Seçilmişlerin yerlerine kayyumların atandığı, Siyasi partilere polis zoru ile el konulduğu, Gazetecilerin, Avukatların, Belediye Başkanlarının, Meclis Üyelerinin, Sanayici ve İş İnsanlarının sabahın köründe evlerinin basılıp hapislere atıldığı, Fabrikalara, Şirketlere, Gazetelere ve Televizyonlara baskınlar yapılıp el konulduğu bir ülkede ekonomik istikrar, güven, huzur ve demokrasinin olmayacağını bir aklıselim insan çıkıp bu hükümete hatırlatmalıdır.
Ülke her geçen gün baskının, zorbalığın hüküm sürdüğü, hukukun yerle bir edildiği ve kazanılmış hakların ellerden alındığı bir yer haline gelmiştir.
Öğrenciler tedirgin, Öğretmenler korkulu, Siyasiler ürkek, Basın mensuplarının yazarken yapma seni de içeri atarlar diye yakınları tarafından uyarıldığı, İş insanlarının bir sabah uyandığında tüm mal varlığına el konulup batırıldığı, Siyasi Partilerin İl Binalarına polis zoruyla girilip partililerin sokaklara atıldığı bir ülke haline gelmekten rahatsız olan aklı başında kimse kalmadı mı?
Otuz kırk yıllık diplomaların iptal edildiği bir ülkede borsadan aldığı hissenin bir anda boş bir kâğıt parçası haline gelebileceğini düşünen hangi iş insanı bu ülkeye yatırım yapıp istihdam sağlar diye düşüneniz kalmadı mı?
Dünün mazlumuyduk bugünün zalimi olduk, hani bu milletin hizmetkarıydık milleti kapımıza kul yaptık duralım artık diyecek bir baba yiğit yok mu bu partinizde?
Gidişat kötüye gidiyor, yaralı ekonomimiz kan kaybediyor, demokrasimiz darbe dönemlerini mumla aradığımız hale geldi, gençler, bilim insanları ülkeden gitmenin yollarını arıyor, işçimiz, emeklimiz, sanayicimiz ve esnafımızın hali içler acısı, vatandaş yoksullaştıkça zenginleşen, zenginleştikçe de zalimleşen bir yapı oluştu birileri buna dur desin diyen kimse kalmadı mı bu partide?
Sokaklarında suçluların cirit attığı, nerede ise her köşe başında uyuşturucu satıldığı, milletin can ve mal güvenliğini devletten değil Mafya Babalarından beklediği kanunun değil Karun’un hüküm sürdüğü bir ülke olduk bu ülkeye bu millete yazık diyecek bir yiğit yok mu içinizde?
Milletin kasaba gitmeğe hasret kaldığı, öğrencinin kalacağı devlet yurdu bulamadığı, hastanede doktor , adliyede adalet, kalplerde vicdan ve merhamet doktor, değerinin düşmediği gün olmadığı, pazar arabalarının artık kullanılmadığı, insanların çöpten sebze meyve topladığı Hz.

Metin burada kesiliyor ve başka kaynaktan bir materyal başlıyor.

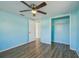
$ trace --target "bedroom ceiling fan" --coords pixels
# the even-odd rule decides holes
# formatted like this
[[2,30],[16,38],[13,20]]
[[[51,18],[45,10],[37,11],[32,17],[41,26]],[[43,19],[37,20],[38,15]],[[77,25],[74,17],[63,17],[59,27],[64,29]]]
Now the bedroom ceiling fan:
[[46,5],[47,5],[46,2],[42,2],[42,3],[41,3],[40,5],[38,5],[38,6],[36,6],[35,4],[29,5],[29,4],[27,4],[26,2],[24,2],[24,1],[21,1],[21,3],[25,4],[26,6],[28,6],[28,7],[31,8],[31,9],[30,9],[30,10],[21,10],[20,12],[28,12],[28,11],[31,11],[32,14],[33,14],[33,16],[35,16],[37,12],[38,12],[38,13],[41,13],[41,14],[44,14],[44,15],[47,14],[46,12],[43,12],[43,11],[38,10],[38,9],[40,9],[40,8],[42,8],[42,7],[44,7],[44,6],[46,6]]

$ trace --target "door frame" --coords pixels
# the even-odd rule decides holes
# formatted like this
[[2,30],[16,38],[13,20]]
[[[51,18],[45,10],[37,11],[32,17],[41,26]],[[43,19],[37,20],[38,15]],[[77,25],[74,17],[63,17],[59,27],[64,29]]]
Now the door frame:
[[69,18],[69,45],[70,45],[70,15],[51,18],[51,43],[54,43],[54,20],[62,19],[62,18],[66,18],[66,17]]

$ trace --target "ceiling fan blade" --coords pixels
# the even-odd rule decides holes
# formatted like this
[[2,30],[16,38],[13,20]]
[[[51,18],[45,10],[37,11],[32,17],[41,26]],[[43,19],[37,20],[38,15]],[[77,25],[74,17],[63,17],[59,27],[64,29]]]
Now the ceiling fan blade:
[[29,8],[32,8],[30,5],[28,5],[26,2],[21,1],[23,4],[27,5]]
[[37,12],[45,14],[45,15],[47,14],[46,12],[43,12],[43,11],[40,11],[40,10],[37,10]]
[[22,10],[22,11],[19,11],[19,12],[27,12],[27,11],[31,11],[31,10]]
[[36,9],[42,8],[44,6],[46,6],[46,2],[41,3],[40,5],[36,6]]

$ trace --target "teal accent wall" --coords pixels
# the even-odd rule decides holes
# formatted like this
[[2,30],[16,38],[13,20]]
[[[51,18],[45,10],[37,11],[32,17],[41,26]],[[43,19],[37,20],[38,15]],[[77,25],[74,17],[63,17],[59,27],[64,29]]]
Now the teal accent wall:
[[28,43],[28,19],[0,11],[0,52]]
[[76,50],[79,55],[79,11],[71,13],[71,49]]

Ömer’in Adaleti diye konuşup hakka, hukuka ve adalete hasret kaldığımız günlere kaldık diyen bir Hz. Ömer yürekli kalmadı mı aranızda?
Ahlakın bittiği, edebin ülkeden hicret ettiği, yüce dinimizin perde yapılıp perdenin arkasından her türlü kötülüğün yapıldığı, gençlerin artık Allah’a bile inanmadığı, namaz kılmaktan da bununla beraber kul hakkı yemekten geri durmayan en kötüsü içinde iman olmayan bir İslam hüküm sürmeye başladı bu topraklarda yazıktır, günahtır diyen kalmadı mı Allah aşkına?